Thanks again to Patrick A. for so generously sharing his thoughts on this! Here are some thoughts I have:

## Regarding this "new" method

1. It takes up a lot of space on a sheet of paper
2. It can be hard to keep track when adding diagonally. When doing it with pencil and paper I draw a frame around every second diagonal to keep track of it
3. While adding diagonally you will have to keep track of the running sum mentally - unless maybe you want to use even more space on your paper and do a separate calculation for each diagonal
4. When adding at the end the uppermost numbers seem to hover

I just did $3527\cdot412357$ and it worked really well. In that I found a few major advantages of the method:

1. Each step is so extremely simple that I hardly felt that I was making any effort to get there. My brain was merely idle while doing it
2. If you get the diagonals right, the risk of making an error is relatively small
3. Errors can be fixed with almost surgical precision since the steps are so explicit

Possible improvements

Maybe one could stack the partial sums in a more convenient manner.
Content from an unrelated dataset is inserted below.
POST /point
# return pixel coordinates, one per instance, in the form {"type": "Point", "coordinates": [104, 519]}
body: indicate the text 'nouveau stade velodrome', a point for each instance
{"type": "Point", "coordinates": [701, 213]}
The partial sums for the $517\cdot 238$ example were 10, 17, 57, 29, 56 and could have been added as follows:

                111
--------
07796
11525
--------
123046


to save space and avoid the hovering.

Possible improvements Well, some may not find this an improvement, but if I were to multiply the example alluded to earlier in this answer, namely $3527\cdot412357$, I would consider writing down a table of multiples $1,2,...,7$ of $412357$ first (the highest digit of $3527$ being $7$). This could be done by repeated adding which rarely goes wrong.